Le territoire de la commune fût un lien de passage dès le néolithique, à l'âge du bronze et à l'âge du fer comme en témoignent la très vieille route proto-historique joignant l'Armorique à la Méditerranée, le dolmen disparu de Clairfage et les nombreux silex recueillis à Embesse. Les gallo-romains y laissèrent d'importantes traces à Boussac, Les Torts, Ampinat.
Le bourg s'appelait St Martial Le Noir avant 894 date à laquelle il changea de nom suite à l'arrivée des reliques de Fortunade en provenance d'Agen. Au début du XVème siècle, un chef reliquaire d'orfèvrerie remarquable fut confectionné pour les conserver.
Une chapelle qui abrite une bonne fontaine est dédiée à la Sainte au lieu dit Chabrignac à cinq cents mètres du bourg, au bord du très vieil itinéraire, là même où selon la légende le porteur des reliques se serait arrêté.
L'église du centre bourg, sur l'emplacement vraisemblable d'une chapelle castrale, a été rebâtie à partir du XIIème siècle autour d'un choeur roman.
Le château du XVème siècle, agrandi et remanié, a été édifié par la famille des Comtes de Lavaur de Sainte Fortunade qui le possédaient encore au milieu du XXème siècle.
Outre une majestueuse tour ronde, un très bel escalier à vis et des pièces monumentales, le château est inscrit dans un joli parc du XIXème avec orangerie devenue salle des fêtes annexe.
Les vieilles maisons nobles et bourgeoises de la ruelle du Barry-Bas s'accrochent au pied du château et de l'église dans ce qui fût autrefois la « basse-cour » de la motte féodale.

L'Orangerie


Entrée du Parc de Sainte-Fortunade



Proche de Tulle, Ste-Fortunade fût un lieu de résidence privilégié des tullistes ainsi qu’en témoignent les nombreux châteaux et manoirs périphériques.
Demeuré un petit centre commercial actif, Sainte-Fortunade mêle harmonieusement des résidents travaillant au chef lieu, un artisanat et un commerce local bien implantés et un monde agricole dynamique.


LE CHÂTEAU DE SAINTE-FORTUNADE :
Le château Comtal est édifié sur le promontoire d’une ancienne motte féodale bien visible depuis la ruelle du « Barry-Bas ».

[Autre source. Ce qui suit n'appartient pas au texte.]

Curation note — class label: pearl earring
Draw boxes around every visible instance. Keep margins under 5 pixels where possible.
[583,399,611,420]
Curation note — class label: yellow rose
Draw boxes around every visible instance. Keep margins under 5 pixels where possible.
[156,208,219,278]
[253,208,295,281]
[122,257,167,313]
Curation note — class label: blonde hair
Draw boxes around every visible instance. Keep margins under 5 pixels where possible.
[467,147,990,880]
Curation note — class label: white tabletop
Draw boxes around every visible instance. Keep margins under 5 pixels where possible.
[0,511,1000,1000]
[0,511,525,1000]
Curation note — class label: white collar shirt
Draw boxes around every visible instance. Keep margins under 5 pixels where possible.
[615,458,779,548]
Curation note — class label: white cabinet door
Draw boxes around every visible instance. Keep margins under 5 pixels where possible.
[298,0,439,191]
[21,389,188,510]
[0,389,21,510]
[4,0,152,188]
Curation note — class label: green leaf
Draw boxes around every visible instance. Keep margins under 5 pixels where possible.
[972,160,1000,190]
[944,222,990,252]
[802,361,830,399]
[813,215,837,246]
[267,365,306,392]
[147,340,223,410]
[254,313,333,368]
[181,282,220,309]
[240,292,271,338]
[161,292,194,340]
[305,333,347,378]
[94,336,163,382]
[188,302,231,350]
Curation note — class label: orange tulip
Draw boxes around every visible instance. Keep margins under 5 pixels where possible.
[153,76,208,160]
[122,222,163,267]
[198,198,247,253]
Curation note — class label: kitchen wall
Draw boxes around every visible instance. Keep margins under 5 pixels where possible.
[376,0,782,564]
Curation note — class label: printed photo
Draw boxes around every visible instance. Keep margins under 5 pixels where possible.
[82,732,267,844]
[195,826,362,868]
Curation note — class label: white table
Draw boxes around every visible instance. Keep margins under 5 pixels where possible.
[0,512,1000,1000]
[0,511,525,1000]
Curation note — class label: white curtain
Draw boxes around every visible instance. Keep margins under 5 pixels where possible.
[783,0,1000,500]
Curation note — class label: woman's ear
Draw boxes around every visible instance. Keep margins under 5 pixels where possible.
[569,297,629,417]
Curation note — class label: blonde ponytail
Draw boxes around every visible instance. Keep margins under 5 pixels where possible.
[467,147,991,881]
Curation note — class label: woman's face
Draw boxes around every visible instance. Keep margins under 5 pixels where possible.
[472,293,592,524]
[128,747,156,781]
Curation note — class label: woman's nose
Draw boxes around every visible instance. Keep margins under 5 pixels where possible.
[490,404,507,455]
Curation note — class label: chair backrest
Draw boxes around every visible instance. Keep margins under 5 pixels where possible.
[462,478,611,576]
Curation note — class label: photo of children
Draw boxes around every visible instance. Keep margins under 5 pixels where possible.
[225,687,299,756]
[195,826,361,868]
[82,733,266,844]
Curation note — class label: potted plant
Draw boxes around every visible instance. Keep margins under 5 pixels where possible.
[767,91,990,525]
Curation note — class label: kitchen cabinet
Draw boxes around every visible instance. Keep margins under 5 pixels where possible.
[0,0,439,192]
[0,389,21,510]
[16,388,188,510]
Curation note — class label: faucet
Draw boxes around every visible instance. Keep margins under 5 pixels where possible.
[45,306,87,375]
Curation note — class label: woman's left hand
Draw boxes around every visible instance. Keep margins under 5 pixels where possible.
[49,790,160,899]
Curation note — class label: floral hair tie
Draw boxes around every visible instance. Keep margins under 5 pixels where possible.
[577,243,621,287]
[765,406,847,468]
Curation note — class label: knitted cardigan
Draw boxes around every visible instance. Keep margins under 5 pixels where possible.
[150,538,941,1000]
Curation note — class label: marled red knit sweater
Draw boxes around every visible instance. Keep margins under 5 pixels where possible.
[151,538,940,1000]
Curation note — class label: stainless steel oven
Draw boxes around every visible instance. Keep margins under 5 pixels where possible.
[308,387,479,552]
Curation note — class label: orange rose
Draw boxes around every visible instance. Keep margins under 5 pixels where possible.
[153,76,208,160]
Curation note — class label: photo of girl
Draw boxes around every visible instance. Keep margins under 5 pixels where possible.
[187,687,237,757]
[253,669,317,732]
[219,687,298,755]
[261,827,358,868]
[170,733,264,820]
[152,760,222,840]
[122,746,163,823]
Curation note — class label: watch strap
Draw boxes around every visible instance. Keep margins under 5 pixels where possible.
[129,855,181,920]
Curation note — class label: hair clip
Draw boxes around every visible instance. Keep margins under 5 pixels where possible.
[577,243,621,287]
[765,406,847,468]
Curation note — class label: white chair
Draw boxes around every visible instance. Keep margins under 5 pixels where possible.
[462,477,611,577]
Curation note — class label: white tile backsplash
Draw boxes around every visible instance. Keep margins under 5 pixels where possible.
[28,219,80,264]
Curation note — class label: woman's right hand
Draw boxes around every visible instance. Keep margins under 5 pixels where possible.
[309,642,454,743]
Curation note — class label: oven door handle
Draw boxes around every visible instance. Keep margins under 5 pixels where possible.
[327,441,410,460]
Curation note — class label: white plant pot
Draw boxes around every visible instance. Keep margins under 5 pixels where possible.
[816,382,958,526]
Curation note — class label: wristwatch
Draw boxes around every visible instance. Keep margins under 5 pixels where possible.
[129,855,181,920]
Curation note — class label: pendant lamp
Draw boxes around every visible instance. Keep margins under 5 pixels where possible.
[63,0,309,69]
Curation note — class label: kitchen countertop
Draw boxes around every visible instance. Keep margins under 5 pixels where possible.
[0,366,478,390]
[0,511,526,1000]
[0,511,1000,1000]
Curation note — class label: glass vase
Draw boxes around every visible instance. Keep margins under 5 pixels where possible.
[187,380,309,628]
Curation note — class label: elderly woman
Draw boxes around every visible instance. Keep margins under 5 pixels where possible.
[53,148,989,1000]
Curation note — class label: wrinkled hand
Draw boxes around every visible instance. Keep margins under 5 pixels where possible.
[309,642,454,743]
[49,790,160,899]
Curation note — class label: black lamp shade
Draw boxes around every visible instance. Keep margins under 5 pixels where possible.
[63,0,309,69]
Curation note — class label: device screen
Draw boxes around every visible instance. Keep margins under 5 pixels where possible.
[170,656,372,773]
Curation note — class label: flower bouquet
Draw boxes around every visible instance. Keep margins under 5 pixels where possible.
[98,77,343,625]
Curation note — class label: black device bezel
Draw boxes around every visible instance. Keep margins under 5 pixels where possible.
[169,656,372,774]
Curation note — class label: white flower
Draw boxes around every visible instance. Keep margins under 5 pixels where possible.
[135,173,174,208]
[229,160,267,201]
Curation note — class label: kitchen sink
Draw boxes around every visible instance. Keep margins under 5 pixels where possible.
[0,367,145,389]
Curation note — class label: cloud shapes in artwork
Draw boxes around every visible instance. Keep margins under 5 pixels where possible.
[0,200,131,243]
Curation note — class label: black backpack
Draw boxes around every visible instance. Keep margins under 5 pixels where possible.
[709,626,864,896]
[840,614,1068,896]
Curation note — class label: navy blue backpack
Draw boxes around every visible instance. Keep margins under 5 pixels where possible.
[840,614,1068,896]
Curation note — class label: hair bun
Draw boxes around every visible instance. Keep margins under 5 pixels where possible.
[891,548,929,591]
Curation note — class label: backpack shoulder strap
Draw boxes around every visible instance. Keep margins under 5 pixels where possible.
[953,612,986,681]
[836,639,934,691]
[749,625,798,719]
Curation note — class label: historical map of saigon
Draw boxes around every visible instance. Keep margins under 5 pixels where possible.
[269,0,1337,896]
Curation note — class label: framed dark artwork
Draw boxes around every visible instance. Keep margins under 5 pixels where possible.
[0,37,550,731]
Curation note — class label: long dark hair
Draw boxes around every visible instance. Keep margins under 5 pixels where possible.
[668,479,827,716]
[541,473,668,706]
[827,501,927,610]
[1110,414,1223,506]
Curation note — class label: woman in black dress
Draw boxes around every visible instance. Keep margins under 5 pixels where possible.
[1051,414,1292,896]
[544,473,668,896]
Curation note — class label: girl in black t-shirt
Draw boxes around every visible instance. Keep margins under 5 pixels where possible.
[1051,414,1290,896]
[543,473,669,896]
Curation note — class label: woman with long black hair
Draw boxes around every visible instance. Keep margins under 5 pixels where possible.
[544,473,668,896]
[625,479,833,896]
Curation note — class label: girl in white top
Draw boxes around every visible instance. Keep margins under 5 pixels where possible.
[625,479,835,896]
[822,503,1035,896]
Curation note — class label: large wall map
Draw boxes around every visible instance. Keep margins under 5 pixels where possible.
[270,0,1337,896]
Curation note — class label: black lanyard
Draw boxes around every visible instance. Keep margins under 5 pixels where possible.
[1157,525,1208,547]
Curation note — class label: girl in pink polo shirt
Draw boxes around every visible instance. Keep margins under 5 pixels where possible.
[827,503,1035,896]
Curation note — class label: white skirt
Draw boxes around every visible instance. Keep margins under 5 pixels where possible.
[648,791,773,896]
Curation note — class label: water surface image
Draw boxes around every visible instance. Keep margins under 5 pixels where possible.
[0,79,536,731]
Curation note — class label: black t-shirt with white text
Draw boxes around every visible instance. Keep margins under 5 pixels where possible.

Une forte tour ronde de quatre niveaux couronnée de mâchicoulis est la partie la plus ancienne avec le logis attenant de l’Ouest qui a perdu sa galerie défensive. Au XVème siécle fût adjointe l’aile rectangulaire flanqué de deux échauguettes et la tour qui encage l’escalier à vis aux marches basses permettant à un animal bâté de les gravir.

L’intérieur très restauré aux XVIIIème et XIXème siècles garde des pièces monumentales aux plafonds à la française et volumes majestueux. Les cheminées de marbre du XIXème aux blasons sculptés dissimulent et remplacent celles des siècles précédents.

La tour escalier présente des encadrements de fenêtres ouvragés avec aussi des éléments de remploi et le blason des comtes orne son entrée.

Le château, propriété communale depuis 1952, abrite les services de la Mairie et des salles d’exposition et de réunions.



LE BLASON DES COMTES DE SAINTE-FORTUNADE :

Situé au dessus de la porte d’entrée principale du château, le blason des Comtes peut se lire : « Au premier parti, d’azur à trois rocs d’échiquier d’or ; au second, d’or à un lion de sable couronné de même et lampassé de gueule ».

Les plus anciens seigneurs du lieu furent les chevaliers de Tulle, dont vers 1400 Marie de Tulle épousa un Fouchier co-seigneur de Sainte-Fortunade par les nombreuses possessions de sa famille.

En 1560 Catherine Fouchier de Sainte-Fortunade épousera Bonnaventure de Souries De Lavaur d’une famille du village de Lavaur d’Espagnac où subsiste la petite motte féodal origine du nom.

La famille De Lavaur De Sainte-Fortunade donna de puissants seigneurs au pays de Tulle. Ils s’illustrèrent particulièrement pendant les guerres de religion en défendant cette ville et en payant de leurs derniers la majeure partie de la rançon exigé par les protestants. Ils comptent parmi eux au fil des siècles un secrétaire du roi trésorier général au XVIIIème, des chanoines de la cathédrale, un chevalier de Malte, et trois gradés de l’armée qui s’illustrèrent pendant la guerre de 1870.

A la première devise aux références religieuses gravées sur la traverse basse du linteau « Voluntas mea est inte » succède FORTIS FORTUNA COMES que l’on peut traduire par « la chance est la compagne de la force »

La famille De Lavaur réside actuellement à Paris mais revient régulièrement dans la commune.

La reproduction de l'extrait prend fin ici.